別に興味なくとも、「待て」をさせられると欲しくなるってもんだ。

これが、テイマーの本領発揮ってやつよ。



「いいぞ。ドラゴンってのはな、オスしかいないんだ」


「あのー、話が繋がってませんが?」


「そして、戦いに負けた方のオスが、メスになるんだ」


「……はい?」


「だから、負けた方がメスになるんだよ!」


「またまた、ご冗談を……」



 あ、信じてないなこれ。

まぁ、俺もにわかには信じられなかったけどな。

けど、今回の件で、これは確信へと変わった。



「世の中には、結構そういうのは多いんだぞ?

 魚なんかは、卵の時の温度が数度違うだけで、オスメスが変わったりするんだ。

 他にも、オスが群れにいなくなると、一匹がオスになる種類なんかもいるしな」


「うーん、想像できません……」


「まぁな。でも、この話を飲み込んだ上でないと、話が進まんな」


「はぁ……。まぁ、そうだとして、どうやって子どもをつくるんです?」


「ドラゴンってのは、さっきの魚と違って、全部がオスなんだ。

 そして、戦いに負けた個体が、魔力を注入され、その魔力の影響でメスになる。

 そしてその二匹がつがいになって、子孫を残すんだ」


「うーん、なんでわざわざそんなことを?」


「そりゃ、強いヤツの遺伝子を残すためさ。勝った方は、より強い個体だ。

 つまり、勝ち続けるヤツの子孫が、大量に発生することになる。

 次の世代は、その強い遺伝子を持つ奴ら同士で同じことをする。

 そうなると、どんどん種として強くなってくって寸法さ」


「はー、なるほど? 強いのが多く残るシステムなんですねぇ……」



 しかし、これはドラゴン特有のシステムだ。

大抵は、強い方を母体として、出産に耐えるようにする種が多い。


 さすがそこはドラゴン、負けた方とて出産に耐えられぬほど弱くはない。

もしくは耐えられぬなら不要と割り切るのか、負けた方が母体となる。

なかなか面白い生態だ。



「ま、そういうことでな、今回の個体が、子どもができてないか見てみたかったんだよ。

 なんたって、ドラゴンが子をなすのは、数百年に一度あるかないかだからな!

 それに出くわせるなんて、興奮するだろう!?」


「それに興奮するのは、変態だけだと思います」


「なんだと!?」



 これだから分かってないヤツは……。

珍しい現象を直接見たい、それは誰しもが持つ、知的好奇心というものだ。

それを変態などと……。



「それで、ドラゴンの卵を持ち帰ったんですか?」


「あ……。いや……、その……」


「まさか、収穫なしですか!?」


「それがだな……。メス化はしていたんだが、どうやら子どもは作ってなかったようでな……」


「えー。期待煽っておいて、そんなオチですか」


「いやいや、考えてもみろ。

 こんなポンポン子どもできてたら、世界中ドラゴンだらけだぞ!?

 数百年に一度ってのも、こういう不発があるからって分かっただけでだな……」


「言い訳は結構。今回の依頼も、変態の趣味も、どっちも収穫なしなのは変わらないですからね?」


「くそっ……。そう言われると言い返せねえ!!」



 確かに無駄足だと言われればそこまでだ。

そりゃ、傷ついたドラゴンを治療できたから後悔はしないが、それでも空振りで残念だという気持ちは変わらない。

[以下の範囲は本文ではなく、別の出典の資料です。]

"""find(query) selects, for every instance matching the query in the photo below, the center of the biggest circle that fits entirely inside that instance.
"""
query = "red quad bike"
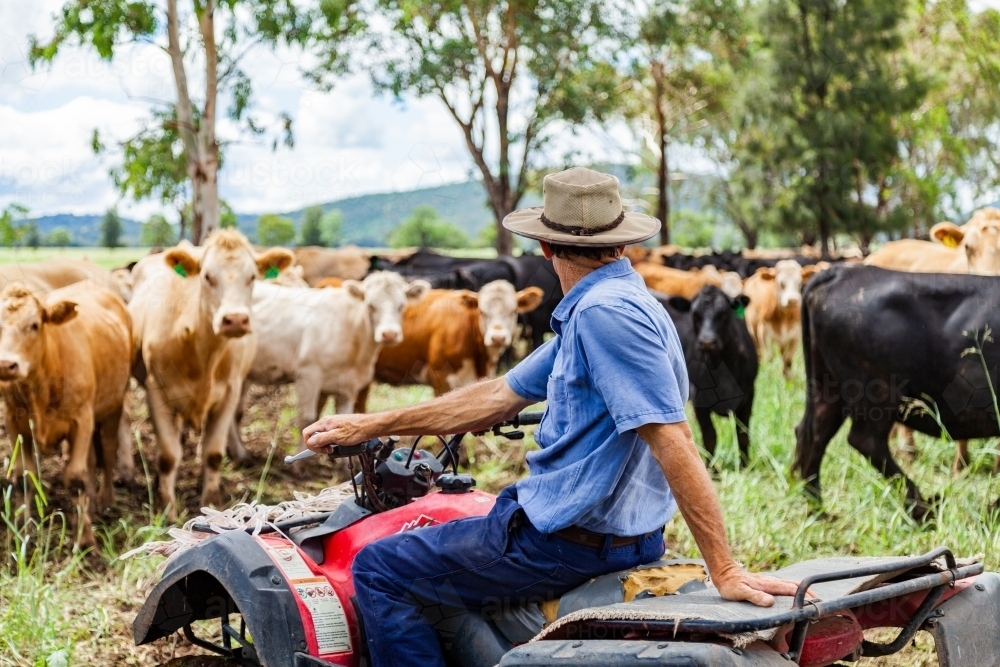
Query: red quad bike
(285, 598)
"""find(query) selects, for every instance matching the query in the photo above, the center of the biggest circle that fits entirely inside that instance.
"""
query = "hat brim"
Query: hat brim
(634, 228)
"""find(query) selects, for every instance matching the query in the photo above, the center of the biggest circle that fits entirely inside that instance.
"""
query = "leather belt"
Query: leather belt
(594, 540)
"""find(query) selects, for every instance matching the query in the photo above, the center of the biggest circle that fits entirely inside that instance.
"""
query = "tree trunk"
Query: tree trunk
(663, 168)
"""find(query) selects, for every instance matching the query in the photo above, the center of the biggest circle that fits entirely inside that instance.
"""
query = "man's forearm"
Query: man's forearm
(677, 454)
(470, 408)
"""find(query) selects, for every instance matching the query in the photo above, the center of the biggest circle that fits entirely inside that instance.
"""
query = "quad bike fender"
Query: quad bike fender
(965, 629)
(226, 574)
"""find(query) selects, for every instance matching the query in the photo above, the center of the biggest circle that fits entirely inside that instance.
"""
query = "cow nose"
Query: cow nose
(235, 324)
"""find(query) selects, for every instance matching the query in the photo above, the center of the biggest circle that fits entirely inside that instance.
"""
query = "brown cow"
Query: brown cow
(193, 337)
(64, 369)
(349, 263)
(453, 338)
(773, 314)
(972, 248)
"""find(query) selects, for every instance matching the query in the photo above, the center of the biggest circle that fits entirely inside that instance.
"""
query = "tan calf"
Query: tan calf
(64, 368)
(194, 338)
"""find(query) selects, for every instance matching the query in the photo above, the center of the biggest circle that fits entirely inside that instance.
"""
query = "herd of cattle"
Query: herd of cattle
(900, 340)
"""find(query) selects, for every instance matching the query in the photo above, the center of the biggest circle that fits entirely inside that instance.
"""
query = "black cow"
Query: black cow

いつか、いつか必ず、ドラゴンの卵を調査してやる……。



「でも、旦那様が無事帰ってきてくれたので、私はそれだけで十分です。

 さぁ、一緒にお家へ帰りましょう?」


「あぁ、そうだな」



 そうだ、これからまだまだ時間はある。ゆっくりと探せばいいさ。

そう思い直し、俺は家路へとつくのだった。



「旦那様! どこへ行くんですか!?」


「へ? 家はこっちだろ?」


「そっちは、かんっぜんに逆方向ですよっ!


「へ? そうだっけか?」


「もう! 私がついてきてて、本当によかったですね!」


「あぁ、そうだな……」


無茶な生態しててもいいじゃない、ファンタジーだもの。